Special Issue "Research Advances and Therapeutic Strategies of Human Osteosarcoma"

A special issue of Cancers (ISSN 2072-6694). This special issue belongs to the section "Cancer Therapy".

Deadline for manuscript submissions: 15 July 2020.

Special Issue Editors

Dr. Frédéric Lézot
Website
Guest Editor
INSERM, UMR-1238, Laboratory Bone Sarcoma and Remodeling of Calcified tissues, Team Microenvironment of Primary Bone Tumors: signaling and therapeutic targeting, Faculty of Medicine, Université de Nantes, Nantes F-44035, France
Interests: primary bone tumors; RANKL/RANK/OPG signaling; tumor microenvironment; metastases; drug resistance; therapies
Dr. Bénédicte Brounais-Le-Royer
Website
Guest Editor
INSERM, UMR-1238, Laboratory Bone Sarcoma and Remodeling of Calcified tissues, Team Microenvironment of Primary Bone Tumors: signaling and therapeutic targeting, Faculty of Medicine, Université de Nantes, Nantes F-44035, France
Interests: bone sarcoma; Wnt signaling; metastases; tumor microenvironment
Prof. Dr. Dominique Heymann
Website
Guest Editor
INSERM, UMR 1232, Institut de Cancérologie de l’Ouest, Université de Nantes, Bd Jacques Monod, 44805, Saint-Herblain, France
Interests: sarcoma; circulating tumor cells; dormancy; drug resistance; microenvironment; microfluidics

Special Issue Information

Dear Colleagues,

Osteosarcoma is the most frequent pediatric primary bone tumor. Current treatments that combine conventional chemotherapies and surgery have enabled to reach a five-year remission rate higher than 70%. However, this rate dramatically decreases below 30% if metastases are observed at the time of diagnosis or if the tumor is resistant to chemotherapy. In the last decade, besides researches on new therapeutic targets to eradicate the tumor cells (epigenetic, genetic, or metabolic targets), many studies have been devoted to a better understanding of both metastatic and resistance processes in order to be able, in a near future, to block or reverse them. These studies have mainly focused on the tumor microenvironment and on tumor cell heterogeneity in those two processes.

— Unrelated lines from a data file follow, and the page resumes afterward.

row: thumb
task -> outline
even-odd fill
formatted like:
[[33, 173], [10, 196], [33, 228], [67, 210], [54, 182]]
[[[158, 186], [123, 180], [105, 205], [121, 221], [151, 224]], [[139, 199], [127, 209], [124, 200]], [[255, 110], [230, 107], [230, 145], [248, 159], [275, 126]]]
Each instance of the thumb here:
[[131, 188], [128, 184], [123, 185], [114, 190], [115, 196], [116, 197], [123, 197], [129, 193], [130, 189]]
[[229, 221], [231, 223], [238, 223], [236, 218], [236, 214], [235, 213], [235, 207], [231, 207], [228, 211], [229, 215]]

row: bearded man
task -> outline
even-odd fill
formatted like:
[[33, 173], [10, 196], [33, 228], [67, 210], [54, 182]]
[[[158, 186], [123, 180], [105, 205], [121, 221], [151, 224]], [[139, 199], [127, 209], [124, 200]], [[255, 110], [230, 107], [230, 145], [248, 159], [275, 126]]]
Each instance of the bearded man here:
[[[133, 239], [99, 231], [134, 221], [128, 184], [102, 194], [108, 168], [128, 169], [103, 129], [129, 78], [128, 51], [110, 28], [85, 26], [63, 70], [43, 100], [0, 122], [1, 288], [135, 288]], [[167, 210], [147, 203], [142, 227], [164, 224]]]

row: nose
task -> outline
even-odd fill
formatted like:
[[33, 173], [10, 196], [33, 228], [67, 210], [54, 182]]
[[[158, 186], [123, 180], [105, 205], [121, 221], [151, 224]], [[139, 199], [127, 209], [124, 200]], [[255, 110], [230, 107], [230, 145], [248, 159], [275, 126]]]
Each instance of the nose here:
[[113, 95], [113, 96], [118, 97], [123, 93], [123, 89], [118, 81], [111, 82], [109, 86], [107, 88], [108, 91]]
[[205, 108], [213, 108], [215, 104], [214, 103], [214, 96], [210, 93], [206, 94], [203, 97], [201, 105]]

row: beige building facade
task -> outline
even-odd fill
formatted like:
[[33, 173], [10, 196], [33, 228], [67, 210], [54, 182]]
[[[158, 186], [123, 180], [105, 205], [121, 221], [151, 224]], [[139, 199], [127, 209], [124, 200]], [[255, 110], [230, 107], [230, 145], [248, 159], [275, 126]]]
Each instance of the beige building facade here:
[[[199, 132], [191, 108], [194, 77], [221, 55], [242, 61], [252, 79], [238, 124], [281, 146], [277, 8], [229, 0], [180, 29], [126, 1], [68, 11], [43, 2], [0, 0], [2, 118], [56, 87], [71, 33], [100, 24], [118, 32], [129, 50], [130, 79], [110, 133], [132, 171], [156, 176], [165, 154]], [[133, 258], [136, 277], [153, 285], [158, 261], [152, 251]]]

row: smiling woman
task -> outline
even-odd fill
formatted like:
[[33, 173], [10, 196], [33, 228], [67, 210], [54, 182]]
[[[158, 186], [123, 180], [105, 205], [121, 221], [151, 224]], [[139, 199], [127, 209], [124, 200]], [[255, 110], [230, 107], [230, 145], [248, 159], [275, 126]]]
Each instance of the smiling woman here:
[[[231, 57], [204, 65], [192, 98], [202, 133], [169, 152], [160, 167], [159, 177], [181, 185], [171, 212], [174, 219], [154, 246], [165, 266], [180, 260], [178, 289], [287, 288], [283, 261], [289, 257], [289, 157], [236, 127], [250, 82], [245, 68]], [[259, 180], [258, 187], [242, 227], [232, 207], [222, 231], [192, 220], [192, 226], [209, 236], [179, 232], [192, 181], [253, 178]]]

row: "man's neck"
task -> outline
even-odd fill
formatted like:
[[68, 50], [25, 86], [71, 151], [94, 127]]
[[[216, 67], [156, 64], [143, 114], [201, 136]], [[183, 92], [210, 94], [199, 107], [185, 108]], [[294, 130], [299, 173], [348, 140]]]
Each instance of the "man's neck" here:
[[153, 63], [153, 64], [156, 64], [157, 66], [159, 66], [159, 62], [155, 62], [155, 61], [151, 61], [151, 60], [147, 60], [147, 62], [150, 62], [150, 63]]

This Special Issue will discuss recent developments in our understanding of osteosarcoma metastatic and resistance processes and delineate future therapies based on the blockage of these two deleterious processes.

Dr. Frédéric Lézot
Dr. Bénédicte Brounais-Le-Royer
Prof. Dominique Heymann
Guest Editors

Manuscript Submission Information

Manuscripts should be submitted online at www.mdpi.com by registering and logging in to this website. Once you are registered, click here to go to the submission form. Manuscripts can be submitted until the deadline. All papers will be peer-reviewed. Accepted papers will be published continuously in the journal (as soon as accepted) and will be listed together on the special issue website. Research articles, review articles as well as short communications are invited. For planned papers, a title and short abstract (about 100 words) can be sent to the Editorial Office for announcement on this website.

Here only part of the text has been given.